On Monday afternoon I rang a Wall Street friend who used to work at Lehman Brothers. ‘What’s the mood?’ I asked him. ‘Do you think this is the turning point?’
‘Hold on a moment,’ he replied. ‘Let me just climb back in off the window ledge.’ There was a pause, then a nervous chuckle. For the half-second of that pause, I actually wondered whether he was serious. And that was just Monday: since then, things have got really frightening.
The former Federal Reserve chairman Alan Greenspan says the current financial crisis is ‘a once-in-a-half-century, probably once-in-a-century type of event’, but he’s wrong. There has never been a situation like this: the global interconnectedness of today’s markets, the speed of internet communication, the extent to which markets impact on ordinary folks’ pensions, savings and aspirations of home ownership, all make this utterly different to 1929 in New York or 1866 in London.
The pace and reach of the contagion is astonishing. The US insurance giant AIG, an icon of financial sophistication, went from rumour to rescue in 24 hours. By the time you read this, the spotlight in the US may have shifted to Washington Mutual — a Seattle-based savings and loan association that turns out to be America’s sixth largest bank, and may or may not be seriously strapped for cash.

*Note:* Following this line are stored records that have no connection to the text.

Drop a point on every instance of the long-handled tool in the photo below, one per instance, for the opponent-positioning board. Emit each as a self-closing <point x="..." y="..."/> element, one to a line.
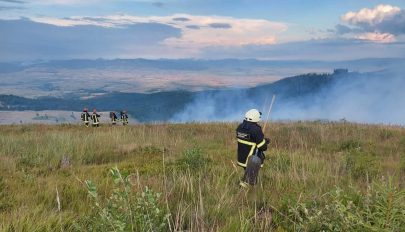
<point x="268" y="113"/>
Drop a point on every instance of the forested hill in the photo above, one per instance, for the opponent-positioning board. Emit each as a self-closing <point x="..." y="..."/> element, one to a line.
<point x="164" y="106"/>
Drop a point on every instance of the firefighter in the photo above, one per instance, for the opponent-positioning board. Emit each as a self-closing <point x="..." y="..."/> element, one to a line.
<point x="251" y="147"/>
<point x="85" y="116"/>
<point x="95" y="118"/>
<point x="124" y="117"/>
<point x="113" y="118"/>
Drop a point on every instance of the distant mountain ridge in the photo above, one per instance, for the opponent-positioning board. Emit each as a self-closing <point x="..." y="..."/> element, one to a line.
<point x="162" y="106"/>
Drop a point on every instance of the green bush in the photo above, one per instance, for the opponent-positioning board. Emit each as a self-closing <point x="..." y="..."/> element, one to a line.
<point x="381" y="208"/>
<point x="361" y="164"/>
<point x="350" y="144"/>
<point x="125" y="210"/>
<point x="193" y="159"/>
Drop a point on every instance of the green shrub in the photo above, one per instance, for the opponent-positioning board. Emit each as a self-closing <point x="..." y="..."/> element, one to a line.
<point x="125" y="210"/>
<point x="193" y="159"/>
<point x="381" y="208"/>
<point x="350" y="144"/>
<point x="5" y="203"/>
<point x="361" y="164"/>
<point x="280" y="162"/>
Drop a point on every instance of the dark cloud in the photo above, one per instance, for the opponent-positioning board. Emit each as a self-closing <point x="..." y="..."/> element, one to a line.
<point x="342" y="29"/>
<point x="193" y="27"/>
<point x="13" y="1"/>
<point x="24" y="39"/>
<point x="181" y="19"/>
<point x="393" y="24"/>
<point x="325" y="49"/>
<point x="4" y="8"/>
<point x="158" y="4"/>
<point x="220" y="25"/>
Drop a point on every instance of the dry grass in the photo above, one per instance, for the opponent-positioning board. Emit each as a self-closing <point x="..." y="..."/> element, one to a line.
<point x="305" y="160"/>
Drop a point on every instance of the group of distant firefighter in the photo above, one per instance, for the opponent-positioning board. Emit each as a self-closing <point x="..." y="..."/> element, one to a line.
<point x="94" y="118"/>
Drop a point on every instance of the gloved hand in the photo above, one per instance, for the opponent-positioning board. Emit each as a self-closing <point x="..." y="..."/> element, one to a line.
<point x="261" y="155"/>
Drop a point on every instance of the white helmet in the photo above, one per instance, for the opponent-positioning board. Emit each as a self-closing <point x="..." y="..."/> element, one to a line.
<point x="253" y="115"/>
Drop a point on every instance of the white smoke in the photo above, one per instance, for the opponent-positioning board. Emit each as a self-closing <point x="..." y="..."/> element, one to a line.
<point x="365" y="98"/>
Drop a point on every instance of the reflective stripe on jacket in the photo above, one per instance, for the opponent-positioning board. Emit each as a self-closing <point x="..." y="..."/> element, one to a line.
<point x="250" y="140"/>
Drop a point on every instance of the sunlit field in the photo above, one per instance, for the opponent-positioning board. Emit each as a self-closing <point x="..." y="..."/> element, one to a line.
<point x="183" y="177"/>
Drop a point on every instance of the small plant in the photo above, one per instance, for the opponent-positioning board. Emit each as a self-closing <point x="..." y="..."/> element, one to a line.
<point x="381" y="208"/>
<point x="125" y="210"/>
<point x="193" y="159"/>
<point x="350" y="144"/>
<point x="361" y="164"/>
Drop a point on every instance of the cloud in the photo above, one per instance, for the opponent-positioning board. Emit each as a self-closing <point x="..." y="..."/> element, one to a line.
<point x="382" y="19"/>
<point x="158" y="4"/>
<point x="371" y="16"/>
<point x="239" y="31"/>
<point x="181" y="19"/>
<point x="13" y="1"/>
<point x="193" y="27"/>
<point x="322" y="49"/>
<point x="377" y="37"/>
<point x="5" y="8"/>
<point x="220" y="25"/>
<point x="26" y="40"/>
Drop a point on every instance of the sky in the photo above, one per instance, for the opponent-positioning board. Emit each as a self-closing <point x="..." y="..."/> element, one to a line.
<point x="201" y="29"/>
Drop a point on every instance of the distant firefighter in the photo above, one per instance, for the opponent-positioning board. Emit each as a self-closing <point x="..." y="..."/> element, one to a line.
<point x="95" y="118"/>
<point x="124" y="117"/>
<point x="85" y="117"/>
<point x="113" y="118"/>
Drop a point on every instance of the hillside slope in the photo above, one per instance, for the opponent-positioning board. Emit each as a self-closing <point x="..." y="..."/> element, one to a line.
<point x="317" y="176"/>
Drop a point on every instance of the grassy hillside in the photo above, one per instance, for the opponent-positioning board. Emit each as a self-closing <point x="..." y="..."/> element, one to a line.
<point x="330" y="176"/>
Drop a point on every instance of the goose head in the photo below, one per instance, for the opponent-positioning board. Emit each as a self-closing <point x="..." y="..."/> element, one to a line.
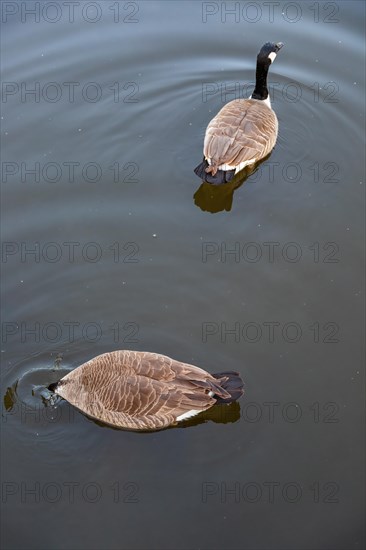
<point x="267" y="53"/>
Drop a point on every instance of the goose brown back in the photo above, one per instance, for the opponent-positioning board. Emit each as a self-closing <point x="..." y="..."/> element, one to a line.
<point x="144" y="391"/>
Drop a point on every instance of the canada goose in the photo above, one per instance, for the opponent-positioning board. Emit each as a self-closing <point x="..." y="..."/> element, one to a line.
<point x="244" y="131"/>
<point x="144" y="391"/>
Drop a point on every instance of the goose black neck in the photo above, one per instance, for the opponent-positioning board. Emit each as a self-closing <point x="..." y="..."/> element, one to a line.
<point x="261" y="90"/>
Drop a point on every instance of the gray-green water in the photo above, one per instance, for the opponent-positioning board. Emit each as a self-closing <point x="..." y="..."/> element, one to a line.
<point x="110" y="243"/>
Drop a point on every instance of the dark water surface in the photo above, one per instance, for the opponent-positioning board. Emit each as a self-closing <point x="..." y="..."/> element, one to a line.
<point x="129" y="252"/>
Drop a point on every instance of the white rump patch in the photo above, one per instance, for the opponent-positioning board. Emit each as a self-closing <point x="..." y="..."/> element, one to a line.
<point x="265" y="101"/>
<point x="188" y="414"/>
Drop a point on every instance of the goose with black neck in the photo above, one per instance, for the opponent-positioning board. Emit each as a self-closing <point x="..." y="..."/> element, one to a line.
<point x="244" y="131"/>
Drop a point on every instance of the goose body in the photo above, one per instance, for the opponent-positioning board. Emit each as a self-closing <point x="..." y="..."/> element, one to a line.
<point x="144" y="391"/>
<point x="244" y="131"/>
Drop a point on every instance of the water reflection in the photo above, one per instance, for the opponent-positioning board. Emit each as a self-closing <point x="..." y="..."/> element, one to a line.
<point x="218" y="198"/>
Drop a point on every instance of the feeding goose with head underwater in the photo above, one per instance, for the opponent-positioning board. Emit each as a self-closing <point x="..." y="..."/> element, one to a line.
<point x="145" y="391"/>
<point x="244" y="131"/>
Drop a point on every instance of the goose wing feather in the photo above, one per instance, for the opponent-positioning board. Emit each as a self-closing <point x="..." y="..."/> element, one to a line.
<point x="138" y="390"/>
<point x="244" y="130"/>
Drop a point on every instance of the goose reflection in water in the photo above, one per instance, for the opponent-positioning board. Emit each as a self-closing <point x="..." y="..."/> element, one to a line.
<point x="215" y="198"/>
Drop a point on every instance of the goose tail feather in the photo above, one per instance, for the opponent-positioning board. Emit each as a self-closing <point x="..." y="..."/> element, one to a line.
<point x="205" y="172"/>
<point x="232" y="383"/>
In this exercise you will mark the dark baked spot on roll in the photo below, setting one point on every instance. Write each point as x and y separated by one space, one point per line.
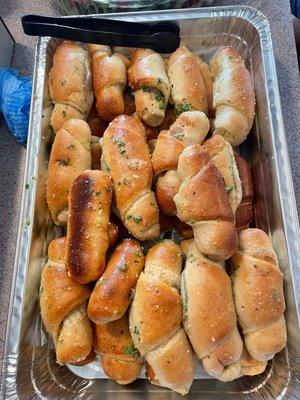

On this side of the Atlantic, all eyes are on HBOS, the merger of Halifax and Bank of Scotland which is the biggest UK mortgage lender, and which has seen half of its market value wiped out by short-selling share speculators in the past few days. No serious commentator believes HBOS is about to be ruined by its domestic mortgage book — and yet rumour feeding upon rumour, malicious or innocent, could rapidly cripple its ability to fund itself.